Tickets are $16 for general admission, $13 for seniors and $10 for children/students. For tickets or more information, call GVT’s Box Office at 304-645-3838 or visit www.gvtheatre.org.
In 2015, GVT did an international search seeking never-before-produced plays to premier in February. The committee received over 600 submissions from 350 playwrights from all over the world. This year’s New Voices Play Festival includes work from seven talented writers, both professional and amateur.
“As a member of this year’s New Voices Selection Committee, I am delighted at the variety and uniqueness of each piece. Some of these works are very relatable, and some of them will take you to a world that you have never been before,” Micah Hein, GVT’s teaching artist, said.
Greenbrier County resident Danny Boone has been involved with GVT for over 40 years and recently appeared in the 2015 production of A Christmas Carol. His quirky comedy Forever gives a new twist on life everlasting.
E. Wade Fritzius, also a Greenbrier County resident with a long history with GVT, has performed in, written, and directed many plays for New Voices Play Festival. Playing Cards by Twilight’s Shine offers a fresh look at West Virginia’s battle with substance abuse.

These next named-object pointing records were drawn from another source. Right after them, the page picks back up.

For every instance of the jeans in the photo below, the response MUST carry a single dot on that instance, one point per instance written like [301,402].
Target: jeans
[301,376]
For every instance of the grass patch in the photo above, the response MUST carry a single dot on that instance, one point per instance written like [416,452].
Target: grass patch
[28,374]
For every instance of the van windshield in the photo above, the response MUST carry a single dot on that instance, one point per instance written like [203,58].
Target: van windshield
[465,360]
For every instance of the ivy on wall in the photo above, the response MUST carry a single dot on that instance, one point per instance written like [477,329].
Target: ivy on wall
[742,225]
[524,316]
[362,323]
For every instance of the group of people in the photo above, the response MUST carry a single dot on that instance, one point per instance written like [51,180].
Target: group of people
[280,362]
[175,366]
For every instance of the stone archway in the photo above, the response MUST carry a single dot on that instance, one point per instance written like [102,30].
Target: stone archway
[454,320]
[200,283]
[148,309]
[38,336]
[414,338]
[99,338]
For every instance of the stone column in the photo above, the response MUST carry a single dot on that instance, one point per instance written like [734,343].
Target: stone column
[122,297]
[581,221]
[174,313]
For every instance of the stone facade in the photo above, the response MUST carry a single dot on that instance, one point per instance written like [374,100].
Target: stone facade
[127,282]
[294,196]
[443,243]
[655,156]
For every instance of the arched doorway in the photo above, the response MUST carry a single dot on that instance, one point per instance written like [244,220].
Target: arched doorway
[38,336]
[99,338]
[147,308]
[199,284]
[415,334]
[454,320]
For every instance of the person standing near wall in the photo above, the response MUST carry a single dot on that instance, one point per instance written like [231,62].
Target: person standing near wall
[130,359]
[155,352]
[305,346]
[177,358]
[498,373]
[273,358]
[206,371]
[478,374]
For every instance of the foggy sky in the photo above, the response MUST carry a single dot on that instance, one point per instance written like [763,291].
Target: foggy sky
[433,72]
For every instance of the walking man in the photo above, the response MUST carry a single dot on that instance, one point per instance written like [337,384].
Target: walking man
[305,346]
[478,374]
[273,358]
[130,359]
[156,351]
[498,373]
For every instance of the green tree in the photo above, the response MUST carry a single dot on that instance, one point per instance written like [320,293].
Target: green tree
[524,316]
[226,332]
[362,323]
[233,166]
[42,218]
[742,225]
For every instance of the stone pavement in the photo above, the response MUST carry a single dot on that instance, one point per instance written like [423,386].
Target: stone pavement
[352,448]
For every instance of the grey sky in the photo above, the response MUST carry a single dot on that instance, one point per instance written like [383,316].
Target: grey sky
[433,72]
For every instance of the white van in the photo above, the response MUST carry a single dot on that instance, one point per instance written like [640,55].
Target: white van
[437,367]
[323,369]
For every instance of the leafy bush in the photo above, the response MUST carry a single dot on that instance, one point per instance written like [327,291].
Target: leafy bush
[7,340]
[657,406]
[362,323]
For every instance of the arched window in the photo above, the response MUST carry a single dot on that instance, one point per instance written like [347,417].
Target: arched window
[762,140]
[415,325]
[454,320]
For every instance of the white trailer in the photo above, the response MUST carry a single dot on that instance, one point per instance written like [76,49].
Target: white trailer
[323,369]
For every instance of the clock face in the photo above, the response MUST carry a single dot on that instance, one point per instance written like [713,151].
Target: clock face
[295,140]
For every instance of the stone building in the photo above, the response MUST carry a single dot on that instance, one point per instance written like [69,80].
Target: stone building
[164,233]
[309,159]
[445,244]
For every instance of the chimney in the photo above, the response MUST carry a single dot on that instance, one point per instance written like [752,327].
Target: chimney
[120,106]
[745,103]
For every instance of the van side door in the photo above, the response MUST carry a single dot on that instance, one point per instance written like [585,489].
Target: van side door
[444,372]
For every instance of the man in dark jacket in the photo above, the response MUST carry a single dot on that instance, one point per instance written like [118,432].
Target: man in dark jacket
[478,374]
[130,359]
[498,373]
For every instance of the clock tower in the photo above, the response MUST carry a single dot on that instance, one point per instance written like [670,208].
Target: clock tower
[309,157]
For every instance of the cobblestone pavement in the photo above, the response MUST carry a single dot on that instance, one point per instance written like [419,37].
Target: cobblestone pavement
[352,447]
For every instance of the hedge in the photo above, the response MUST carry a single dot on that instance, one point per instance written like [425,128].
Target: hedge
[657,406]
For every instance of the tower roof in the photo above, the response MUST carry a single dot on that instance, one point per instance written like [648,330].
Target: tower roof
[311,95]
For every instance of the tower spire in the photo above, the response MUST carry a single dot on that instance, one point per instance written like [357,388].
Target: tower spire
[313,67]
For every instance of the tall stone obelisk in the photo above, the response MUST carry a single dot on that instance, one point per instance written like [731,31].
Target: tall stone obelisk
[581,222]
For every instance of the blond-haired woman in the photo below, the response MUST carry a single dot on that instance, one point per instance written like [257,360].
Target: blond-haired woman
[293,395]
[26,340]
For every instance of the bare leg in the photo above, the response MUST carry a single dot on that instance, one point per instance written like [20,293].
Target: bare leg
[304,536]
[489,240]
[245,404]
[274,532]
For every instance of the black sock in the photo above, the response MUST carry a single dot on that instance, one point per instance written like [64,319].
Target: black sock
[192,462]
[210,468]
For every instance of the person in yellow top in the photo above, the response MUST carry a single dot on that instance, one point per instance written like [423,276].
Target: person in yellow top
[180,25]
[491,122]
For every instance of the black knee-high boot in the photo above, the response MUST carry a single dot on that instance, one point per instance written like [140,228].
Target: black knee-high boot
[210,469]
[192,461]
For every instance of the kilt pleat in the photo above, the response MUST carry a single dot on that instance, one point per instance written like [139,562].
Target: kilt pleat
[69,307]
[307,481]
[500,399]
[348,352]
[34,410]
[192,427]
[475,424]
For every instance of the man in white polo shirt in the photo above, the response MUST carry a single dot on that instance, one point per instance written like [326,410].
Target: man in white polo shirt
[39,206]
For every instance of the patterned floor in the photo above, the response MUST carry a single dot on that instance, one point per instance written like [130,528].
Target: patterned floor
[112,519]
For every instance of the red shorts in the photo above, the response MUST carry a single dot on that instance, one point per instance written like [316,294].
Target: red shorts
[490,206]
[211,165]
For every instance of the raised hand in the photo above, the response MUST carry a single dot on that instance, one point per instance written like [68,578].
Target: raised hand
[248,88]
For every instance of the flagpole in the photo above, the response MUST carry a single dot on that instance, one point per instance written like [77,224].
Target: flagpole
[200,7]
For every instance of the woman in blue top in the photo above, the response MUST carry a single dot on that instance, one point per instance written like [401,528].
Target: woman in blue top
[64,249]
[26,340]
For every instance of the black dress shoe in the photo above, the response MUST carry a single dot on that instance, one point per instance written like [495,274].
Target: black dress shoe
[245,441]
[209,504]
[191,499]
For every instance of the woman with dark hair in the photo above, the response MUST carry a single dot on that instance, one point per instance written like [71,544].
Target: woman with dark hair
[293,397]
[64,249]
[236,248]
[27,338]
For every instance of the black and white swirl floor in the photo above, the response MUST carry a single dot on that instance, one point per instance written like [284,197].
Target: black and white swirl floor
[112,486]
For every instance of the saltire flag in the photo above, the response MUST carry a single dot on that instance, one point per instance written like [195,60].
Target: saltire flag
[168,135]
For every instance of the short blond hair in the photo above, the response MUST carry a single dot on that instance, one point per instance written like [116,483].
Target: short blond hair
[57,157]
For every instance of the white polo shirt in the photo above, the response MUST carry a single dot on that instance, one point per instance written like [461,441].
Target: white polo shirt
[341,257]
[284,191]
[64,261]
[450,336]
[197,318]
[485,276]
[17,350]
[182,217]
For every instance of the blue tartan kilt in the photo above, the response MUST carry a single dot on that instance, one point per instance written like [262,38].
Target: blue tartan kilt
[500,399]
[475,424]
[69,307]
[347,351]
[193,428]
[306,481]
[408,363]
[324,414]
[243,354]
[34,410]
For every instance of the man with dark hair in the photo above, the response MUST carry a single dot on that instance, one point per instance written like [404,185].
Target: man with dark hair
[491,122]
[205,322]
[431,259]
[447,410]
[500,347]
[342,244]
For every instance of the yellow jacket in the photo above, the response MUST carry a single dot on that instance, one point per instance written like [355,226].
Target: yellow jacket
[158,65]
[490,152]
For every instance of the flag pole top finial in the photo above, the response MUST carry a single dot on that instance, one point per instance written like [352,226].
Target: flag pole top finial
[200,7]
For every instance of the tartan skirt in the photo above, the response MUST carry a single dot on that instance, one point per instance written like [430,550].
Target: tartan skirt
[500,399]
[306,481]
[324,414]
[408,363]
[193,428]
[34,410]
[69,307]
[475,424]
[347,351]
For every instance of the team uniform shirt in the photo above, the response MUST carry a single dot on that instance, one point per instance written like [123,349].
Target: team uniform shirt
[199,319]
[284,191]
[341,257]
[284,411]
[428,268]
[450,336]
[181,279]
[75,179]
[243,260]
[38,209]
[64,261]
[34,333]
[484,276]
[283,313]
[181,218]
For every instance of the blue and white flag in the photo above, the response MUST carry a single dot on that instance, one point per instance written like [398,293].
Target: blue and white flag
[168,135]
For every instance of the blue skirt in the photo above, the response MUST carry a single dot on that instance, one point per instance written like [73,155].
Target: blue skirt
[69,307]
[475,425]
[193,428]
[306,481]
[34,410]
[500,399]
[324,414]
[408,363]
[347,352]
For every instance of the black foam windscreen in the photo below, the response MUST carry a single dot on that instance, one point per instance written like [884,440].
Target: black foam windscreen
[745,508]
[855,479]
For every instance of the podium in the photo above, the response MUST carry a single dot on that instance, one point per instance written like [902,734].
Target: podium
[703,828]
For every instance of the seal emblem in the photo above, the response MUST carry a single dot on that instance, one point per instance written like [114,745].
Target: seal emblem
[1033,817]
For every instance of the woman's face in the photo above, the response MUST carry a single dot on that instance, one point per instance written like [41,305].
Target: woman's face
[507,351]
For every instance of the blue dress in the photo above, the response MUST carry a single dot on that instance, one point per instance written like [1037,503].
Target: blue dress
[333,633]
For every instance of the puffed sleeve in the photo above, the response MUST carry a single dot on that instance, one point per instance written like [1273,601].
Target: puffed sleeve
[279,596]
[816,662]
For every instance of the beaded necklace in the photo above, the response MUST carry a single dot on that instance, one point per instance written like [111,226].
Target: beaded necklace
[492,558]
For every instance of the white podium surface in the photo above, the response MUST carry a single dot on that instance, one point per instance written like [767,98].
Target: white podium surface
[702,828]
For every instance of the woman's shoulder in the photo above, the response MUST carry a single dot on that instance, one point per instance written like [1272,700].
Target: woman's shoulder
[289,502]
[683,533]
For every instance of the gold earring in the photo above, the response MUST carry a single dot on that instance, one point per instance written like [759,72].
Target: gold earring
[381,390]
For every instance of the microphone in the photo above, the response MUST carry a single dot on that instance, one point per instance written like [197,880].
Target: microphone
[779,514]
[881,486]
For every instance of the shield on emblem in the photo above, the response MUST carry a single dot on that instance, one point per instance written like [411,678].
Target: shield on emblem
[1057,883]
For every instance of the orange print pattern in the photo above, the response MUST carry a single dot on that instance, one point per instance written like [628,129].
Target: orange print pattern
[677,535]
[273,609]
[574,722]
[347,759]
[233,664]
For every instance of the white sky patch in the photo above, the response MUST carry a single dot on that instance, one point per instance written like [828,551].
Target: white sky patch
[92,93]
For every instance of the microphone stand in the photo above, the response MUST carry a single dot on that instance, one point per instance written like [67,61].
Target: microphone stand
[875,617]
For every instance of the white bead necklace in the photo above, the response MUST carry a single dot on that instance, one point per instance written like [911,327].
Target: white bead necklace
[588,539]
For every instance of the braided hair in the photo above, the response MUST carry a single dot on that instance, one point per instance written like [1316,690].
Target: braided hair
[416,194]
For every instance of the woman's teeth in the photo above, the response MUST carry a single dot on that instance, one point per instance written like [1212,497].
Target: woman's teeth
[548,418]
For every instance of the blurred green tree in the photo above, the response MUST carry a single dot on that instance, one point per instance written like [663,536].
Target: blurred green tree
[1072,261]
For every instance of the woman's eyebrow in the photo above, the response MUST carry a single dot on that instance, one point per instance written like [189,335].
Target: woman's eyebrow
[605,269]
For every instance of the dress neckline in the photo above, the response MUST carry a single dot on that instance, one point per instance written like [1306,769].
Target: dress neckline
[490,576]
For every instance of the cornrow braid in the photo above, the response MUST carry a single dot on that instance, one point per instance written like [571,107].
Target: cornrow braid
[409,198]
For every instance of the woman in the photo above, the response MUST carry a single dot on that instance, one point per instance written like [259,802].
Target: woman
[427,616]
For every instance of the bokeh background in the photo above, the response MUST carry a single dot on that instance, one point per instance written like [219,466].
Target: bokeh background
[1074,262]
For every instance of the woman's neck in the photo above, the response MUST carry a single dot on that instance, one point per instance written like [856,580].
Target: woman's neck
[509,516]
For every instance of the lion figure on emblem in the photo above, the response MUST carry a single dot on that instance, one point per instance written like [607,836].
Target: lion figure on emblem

Screenwriter and award-winning playwright Adam Szudrich’s work has been seen throughout Australia, Asia and the United Arab Emirates. In Slow Dating, an elderly woman spends the night with a charming stranger and finally realizes the heartbreaking decision she must make.
William H. Sikorski, a lab manager for 3M, writes short plays when he’s not working or spending time with his kids. Canon 983 is the story of a priest forced to make an impossible decision.
Connie Schindewolf is a veteran playwright who has won multiple awards over her 25-year career. In the not-too-distant future of Housekeeping, houses can be programmed and the “help” comes with different settings.
With a longtime career in theater, Les Epstein has experience in writing, directing, acting, singing and teaching with different companies all over the U.S. Ira’s Fantastical Night Ride Up New York 9 shows one man’s battle with dementia, while his wife watches helplessly from the sidelines.
Steven Korbar is a well-known playwright whose work has been produced throughout the U.S., Canada, the United Kingdom and Australia. The drama In Her Golden Years is the story of a mother finally confiding in her daughter, and I Saw What You Said examines what happens when social media interferes with life.